Vous êtes en plein dans la tournée des 20 ans, officiellement celle de l’Armée des Ombres, avec notamment un passage au 112 de Terville, est-ce que vous avez réservé des surprises à votre public ?
(Rires) Oui, on essaie de changer sans arrêt de setlist. Ça nous a valut quelques déboires d’ailleurs puisqu’à force de trop changer, on en oublie la construction d’un set. Il y a un rythme, une construction à suivre sur 1h30 et, au bout d’un moment, on l’a un peu zappé. Sur cette tournée on a voulu ne jamais proposer la même setlist de week-end en week-end… et même parfois de soir en soir dans la même région. On sait qu’il y a des gens qui vont venir nous voir deux ou trois fois de suite et, même s’ils ne représentent pas une majorité, ça nous embêtait que certaines personnes entendent trois fois la même chose donc on chamboulait pas mal. Et au final on se retrouvait à perdre en efficacité rythmique durant le concert. Mais voilà, pour les surprises, je ne vois pas quoi proposer d’autre que notre énergie et le choix des morceaux en jouant parfois des vieilleries qu’on ne jouait même pas, ou peu, à l’époque des anciens albums. On les ressort un peu du formol, on se fait plaisir. Pour l’instant, puisque ça ne fait que commencer, je ne peux pas tout te dire, mais on travaille beaucoup la date de l’Olympia, le 5 avril, parce qu’il faut un budget et qu’on aura une captation DVD également ce soir-là. On va faire un concert assez exceptionnel pour nous et je pense qu’on gardera des surprises qu’on aura faites à l’Olympia pour la suite de la tournée. Je ne peux pas encore te dire quoi parce qu’on n’a pas encore tout choisi mais on va agrémenter un peu la scène après cette date.
On entend de plus en plus parler, sur les réseaux sociaux, de recrutement de l’Armée des Ombres. Est-ce que pour toi, on peut distinguer les anciens fans et les nouveaux en parlant de Furieux et de l’Armée ?
Je n’ai pas réfléchi en ces termes à vrai dire (rires).

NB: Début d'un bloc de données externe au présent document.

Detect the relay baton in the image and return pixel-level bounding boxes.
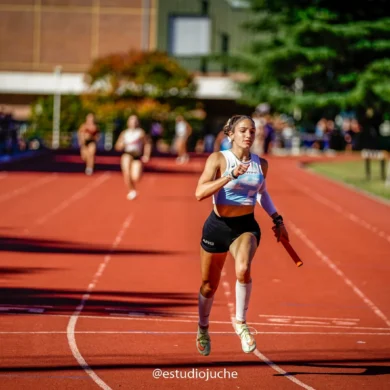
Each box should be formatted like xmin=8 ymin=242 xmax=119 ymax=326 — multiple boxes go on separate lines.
xmin=272 ymin=227 xmax=303 ymax=267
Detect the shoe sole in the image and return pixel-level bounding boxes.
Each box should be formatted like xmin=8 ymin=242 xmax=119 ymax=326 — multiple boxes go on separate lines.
xmin=243 ymin=343 xmax=256 ymax=353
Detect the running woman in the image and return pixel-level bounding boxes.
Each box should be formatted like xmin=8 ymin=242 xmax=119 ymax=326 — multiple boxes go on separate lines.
xmin=195 ymin=114 xmax=289 ymax=356
xmin=78 ymin=113 xmax=100 ymax=175
xmin=115 ymin=114 xmax=151 ymax=200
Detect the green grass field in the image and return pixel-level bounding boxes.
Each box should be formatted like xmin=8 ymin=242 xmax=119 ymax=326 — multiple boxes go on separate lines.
xmin=308 ymin=159 xmax=390 ymax=200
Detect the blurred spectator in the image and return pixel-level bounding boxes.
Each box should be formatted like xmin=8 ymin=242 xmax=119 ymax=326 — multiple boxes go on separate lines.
xmin=328 ymin=119 xmax=347 ymax=151
xmin=195 ymin=118 xmax=215 ymax=153
xmin=279 ymin=114 xmax=295 ymax=151
xmin=214 ymin=129 xmax=231 ymax=152
xmin=0 ymin=107 xmax=17 ymax=155
xmin=149 ymin=115 xmax=164 ymax=154
xmin=250 ymin=111 xmax=264 ymax=155
xmin=262 ymin=113 xmax=275 ymax=155
xmin=253 ymin=103 xmax=275 ymax=154
xmin=314 ymin=118 xmax=327 ymax=150
xmin=324 ymin=119 xmax=335 ymax=151
xmin=0 ymin=106 xmax=6 ymax=155
xmin=256 ymin=103 xmax=270 ymax=115
xmin=346 ymin=118 xmax=361 ymax=151
xmin=202 ymin=133 xmax=215 ymax=153
xmin=341 ymin=118 xmax=353 ymax=152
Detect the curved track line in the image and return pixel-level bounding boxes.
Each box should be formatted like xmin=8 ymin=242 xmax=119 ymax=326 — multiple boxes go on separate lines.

Je sais qu’il y a des réunions qui se font et qu’ils veulent monter cette « Armée » comme un support logistique au groupe, essayer de créer un rapport humain avec des gens prêts à nous soutenir, une sorte de fratrie en fait. On en avait déjà fait une, à l’époque, qui avait bien marché. Et puis, changement de label, manque de budget, bref on relance. Je n’en sais pas encore beaucoup mais c’est un appel que l’on lance pour un soutien logistique. On le lance pour voir ce qu’il est possible de faire avec des gens motivés et impliqués et ça peut déteindre sur d’autres groupes. On ne sait pas encore comment on va utiliser toute cette énergie. Il y a de belles choses à faire au-delà du simple tractage. On peut imaginer des invitations, des pass à vie pour nos concerts… À voir ! Une street-team avec un côté plus humain, plus proche. C’est toujours ambitieux de vouloir réunir plein de gens mais c’est super excitant. On lance ça, on ne sait pas trop comment ça va se faire, mais on est tous motivés et on en saura un peu plus par la suite. J’espère que ça va déboucher sur d’autres choses.
Comme le veut notre tradition, ma dernière question sera : Beatles ou Rolling Stones ?
Pour moi la question ne se pose même pas, c’est les Beatles. Les Stones ont des bons morceaux, mais je n’ai pas eu le même feeling… Ils font n’importe quoi, pour moi ils sont morts en 1975, depuis c’est la tournée des dinosaures ! J’adore Keith Richards par contre, c’est un grand bonhomme. C’est un tueur et je l’adore. Mais pour moi, ça reste les Beatles.